Bauer returns to his office the next day with a clenched fist, where senior public prosecutor Kreidler (the man with the BKA contact) is already waiting for him. Bauer is asked whether he is biased in the case of public prosecutor Angermann. He answers in the negative. Once a traitor, always a traitor, is the message. Just as Bauer allegedly submitted to the Nazis, he now submits to the provisions of § 175. His last sentence, which concludes the film, is: “Do your job. But rest assured, I will do mine. As long as I live, no one will stop me.”

This closes the circle: Fritz Bauer, the alleged traitor to the Jews and social democrats, is also said to have become a traitor to homosexuals. That is the misguided and certainly not innocent message of this film. Everything that Bauer fought against all his life was supposed to have been him. He, who declared disobedience and resistance to state-sponsored violence to be a duty, who fought against the Nazis and risked his life in the process, who suffered imprisonment in a concentration camp and exile, is said to have been one of those law-abiding men of duty and lawyers when disobedience and resistance were necessary.

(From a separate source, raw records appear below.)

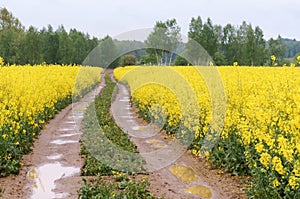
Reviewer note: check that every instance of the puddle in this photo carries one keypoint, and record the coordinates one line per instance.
(136, 128)
(184, 173)
(43, 179)
(199, 190)
(54, 157)
(59, 142)
(68, 135)
(156, 143)
(127, 116)
(70, 122)
(79, 109)
(66, 129)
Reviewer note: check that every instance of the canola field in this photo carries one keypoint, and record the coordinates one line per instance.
(243, 119)
(29, 97)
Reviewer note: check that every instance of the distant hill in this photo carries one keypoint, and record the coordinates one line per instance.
(292, 47)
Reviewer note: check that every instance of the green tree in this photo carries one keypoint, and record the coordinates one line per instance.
(276, 47)
(66, 48)
(104, 55)
(8, 21)
(50, 44)
(128, 60)
(32, 47)
(163, 41)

The victims and survivors are lumped together with the perpetrators as if there had been no resistance and no help and, above all, as if after 1945 everyone had been victims and survivors – including the millions of convinced Nazis who miraculously became convinced democrats from one day to the next.

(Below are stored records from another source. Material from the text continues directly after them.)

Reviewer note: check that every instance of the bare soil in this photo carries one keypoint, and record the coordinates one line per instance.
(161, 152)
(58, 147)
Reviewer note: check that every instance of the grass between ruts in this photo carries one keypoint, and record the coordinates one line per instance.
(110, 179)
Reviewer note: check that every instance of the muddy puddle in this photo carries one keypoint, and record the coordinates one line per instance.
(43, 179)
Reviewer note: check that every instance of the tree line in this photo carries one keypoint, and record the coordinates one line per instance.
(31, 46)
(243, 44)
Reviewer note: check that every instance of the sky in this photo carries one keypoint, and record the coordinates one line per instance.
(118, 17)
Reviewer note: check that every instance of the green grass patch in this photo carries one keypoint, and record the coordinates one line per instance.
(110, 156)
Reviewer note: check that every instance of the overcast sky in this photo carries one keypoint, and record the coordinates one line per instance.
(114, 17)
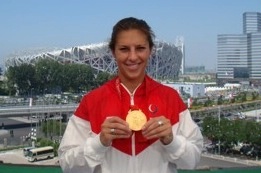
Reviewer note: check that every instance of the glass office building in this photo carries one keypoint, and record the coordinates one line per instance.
(239, 55)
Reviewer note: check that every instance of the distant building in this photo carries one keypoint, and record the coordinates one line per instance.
(165, 61)
(190, 89)
(195, 69)
(239, 55)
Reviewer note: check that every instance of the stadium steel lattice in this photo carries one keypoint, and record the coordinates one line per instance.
(165, 62)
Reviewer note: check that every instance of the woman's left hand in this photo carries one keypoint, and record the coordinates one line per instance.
(158, 127)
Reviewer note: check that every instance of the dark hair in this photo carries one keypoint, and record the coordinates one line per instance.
(131, 23)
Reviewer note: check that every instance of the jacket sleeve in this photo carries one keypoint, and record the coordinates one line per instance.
(80, 149)
(186, 147)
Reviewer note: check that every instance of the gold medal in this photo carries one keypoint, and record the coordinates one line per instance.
(136, 119)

For those who know Bauer’s story, this film seems like a haunting, but unfortunately it is not. Why, instead of telling Fritz Bauer’s exemplary and courageous story, which truly offers enough exciting material for an epic film, is the privacy and honour of a man so questioned, even violated? After all, he can no longer defend himself! Why, with the support of the institute named after Bauer (Werner Renz and Raphael Gross, who was director there until recently, are named as advisors) and its guest researcher Ronen Steinke, on whom the entire film is based, is such an oblivious image of history being put into the world as if there had been no resistance and struggle for survival by the persecuted and victims during the Nazi regime? Should all this really be forgotten?

Notes and literature

(1) Fritz Bauer’s nephew Rolf Tiefenthal said of Fritz Bauer and his wife Anna Maria that they had been “good comrades”.
(2) Statement on the Rias II radio station, Berlin, on 14 March 1960, after Konrad Adenauer’s first meeting with Israeli Prime Minister David Ben Gurion at the Waldorf Astoria Hotel in New York on the same day.

Fritz Backhaus, Monika Boll, Raphael Gross (eds.), Fritz Bauer. The Public Prosecutor. Frankfurt am Main, New York: Campus, 2014.

Ronen Steinke, Fritz Bauer or Auschwitz on trial. Munich, Zurich: Piper, 2013.